Haven't used skritter for many months and just wondered what changes had occurred for Japanese.
I love Skritter but stopped using it because I was waiting for example sentences and the inclusion of pitch changes. Regarding the latter, if re-recording all the incorrect audio was impossible then a visual indication of what the pitch movements in the word are would have done.
I don't know if any progress has been made but I couldn't see any obvious changes when I checked just now.
Just in case the original point has been forgotten, I'd like to remake it - pitch needs incorporating because what skritter says is often incorrect and a piece of vocab is incomplete without it, (just as an individual character is incomplete without its tone in mandarin).
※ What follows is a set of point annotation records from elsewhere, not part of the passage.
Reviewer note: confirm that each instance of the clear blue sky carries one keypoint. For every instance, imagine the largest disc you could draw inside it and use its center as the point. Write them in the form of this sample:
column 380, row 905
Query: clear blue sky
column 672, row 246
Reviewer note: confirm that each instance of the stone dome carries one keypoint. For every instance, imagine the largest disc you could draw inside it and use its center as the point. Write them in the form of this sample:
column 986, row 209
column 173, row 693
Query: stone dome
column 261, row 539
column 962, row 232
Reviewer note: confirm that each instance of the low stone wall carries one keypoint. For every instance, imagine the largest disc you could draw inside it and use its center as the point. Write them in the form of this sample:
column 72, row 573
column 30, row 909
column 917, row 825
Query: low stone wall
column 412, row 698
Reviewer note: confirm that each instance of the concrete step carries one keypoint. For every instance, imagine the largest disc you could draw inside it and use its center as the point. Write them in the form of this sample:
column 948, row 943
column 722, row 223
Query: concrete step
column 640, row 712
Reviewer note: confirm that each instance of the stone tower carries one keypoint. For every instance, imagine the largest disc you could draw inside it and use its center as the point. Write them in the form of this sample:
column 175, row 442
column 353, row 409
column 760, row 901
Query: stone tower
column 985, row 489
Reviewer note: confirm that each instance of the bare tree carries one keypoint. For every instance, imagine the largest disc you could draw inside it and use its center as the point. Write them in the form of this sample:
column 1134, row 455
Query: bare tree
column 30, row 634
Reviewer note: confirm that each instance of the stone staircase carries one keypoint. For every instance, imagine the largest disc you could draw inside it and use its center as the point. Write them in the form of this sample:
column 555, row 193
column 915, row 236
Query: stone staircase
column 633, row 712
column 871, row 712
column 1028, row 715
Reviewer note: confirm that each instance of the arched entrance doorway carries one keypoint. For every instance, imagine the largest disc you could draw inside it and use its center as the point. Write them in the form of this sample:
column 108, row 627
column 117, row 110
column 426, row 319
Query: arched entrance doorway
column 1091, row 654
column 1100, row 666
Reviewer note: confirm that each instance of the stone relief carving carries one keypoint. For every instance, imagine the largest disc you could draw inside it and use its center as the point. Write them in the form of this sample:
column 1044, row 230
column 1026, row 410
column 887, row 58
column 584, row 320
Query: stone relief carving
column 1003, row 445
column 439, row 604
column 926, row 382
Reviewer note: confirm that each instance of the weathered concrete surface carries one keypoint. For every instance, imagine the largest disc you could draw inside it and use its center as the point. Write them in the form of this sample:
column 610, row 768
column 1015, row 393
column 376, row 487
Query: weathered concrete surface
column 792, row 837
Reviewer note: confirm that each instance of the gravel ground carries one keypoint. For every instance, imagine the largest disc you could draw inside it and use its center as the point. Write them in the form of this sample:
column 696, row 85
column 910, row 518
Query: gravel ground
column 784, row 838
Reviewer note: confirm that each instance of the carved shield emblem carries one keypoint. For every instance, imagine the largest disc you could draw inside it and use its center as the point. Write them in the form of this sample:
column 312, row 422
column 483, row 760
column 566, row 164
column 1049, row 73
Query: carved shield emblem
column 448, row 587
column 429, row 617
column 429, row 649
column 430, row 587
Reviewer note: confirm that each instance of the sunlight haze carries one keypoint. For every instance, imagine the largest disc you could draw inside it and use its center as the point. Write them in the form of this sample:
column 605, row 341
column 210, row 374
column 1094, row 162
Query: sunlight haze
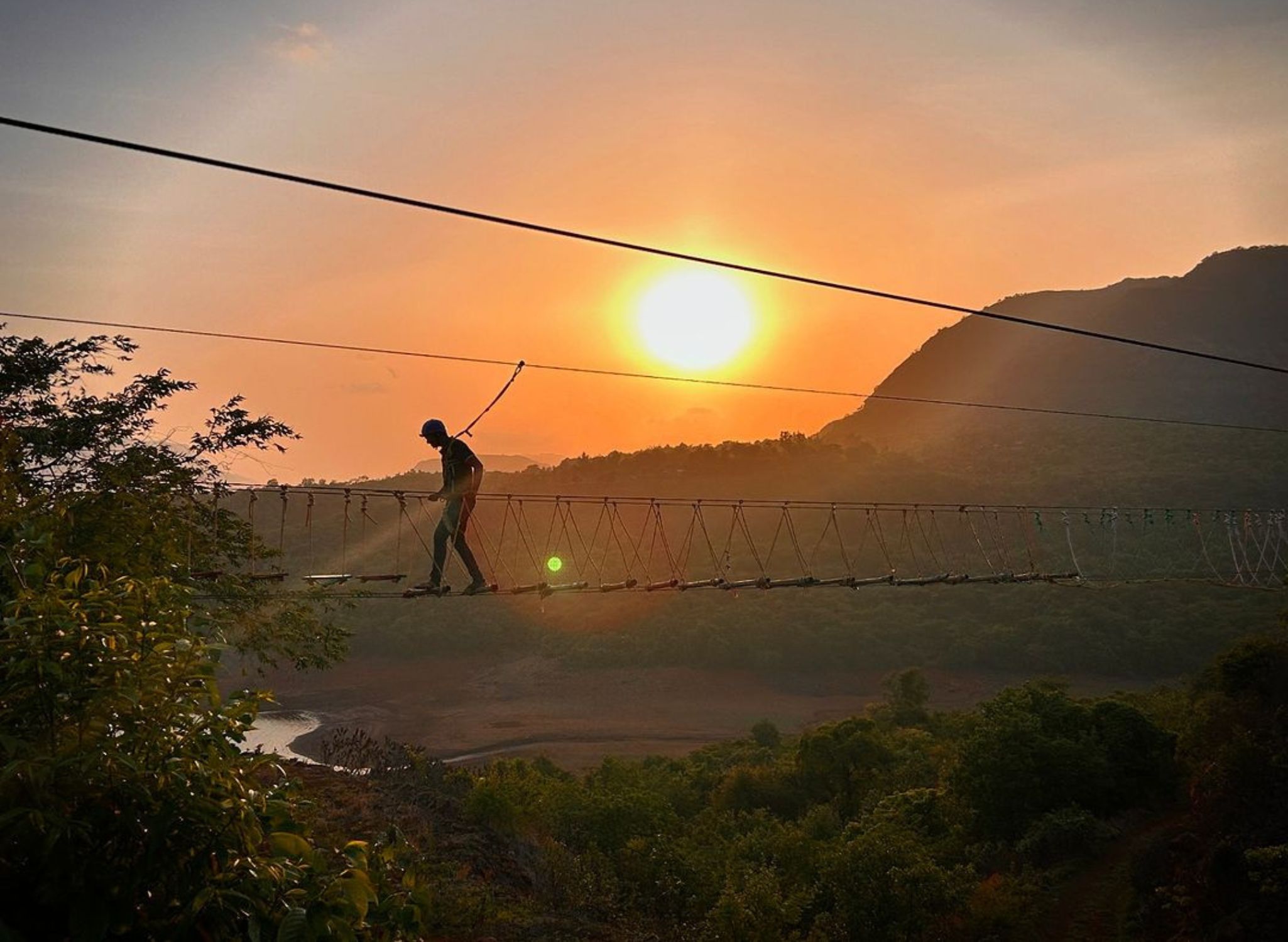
column 961, row 152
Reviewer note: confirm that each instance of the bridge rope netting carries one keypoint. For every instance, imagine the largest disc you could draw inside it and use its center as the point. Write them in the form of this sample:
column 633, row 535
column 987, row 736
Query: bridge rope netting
column 339, row 541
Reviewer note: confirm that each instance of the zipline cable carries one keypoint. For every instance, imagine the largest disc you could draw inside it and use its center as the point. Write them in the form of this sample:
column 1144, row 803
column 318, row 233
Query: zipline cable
column 621, row 244
column 629, row 375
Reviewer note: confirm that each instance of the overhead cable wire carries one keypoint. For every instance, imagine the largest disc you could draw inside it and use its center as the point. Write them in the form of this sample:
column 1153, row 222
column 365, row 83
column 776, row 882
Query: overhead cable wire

There are only a finite number of patterns so you could just tag each word with the correct one (or let us do it as we go and give us credit against our bill).
Words are not homophones in Japanese just because their kanji share the same hiragana - that is something that all textbooks are guilty of promulgating except for the 文化日本語 series, (and even they only give the issue minor billing through inflections marked on words in the vocab book).
It's a real feature of the language that impedes communication if it isn't known, and it needs dealing with at the same time and at the same level of importance as the vocab itself.
To make an analogy in English (using stress rather than pitch), the difference is a bit like hearing: 'could you help me with some light housework?' compared to 'could you help me with some lighthouse work?' One error might be no problem, but a sentence full of them will be difficult to cope with for even the most charitably-minded conversation partner.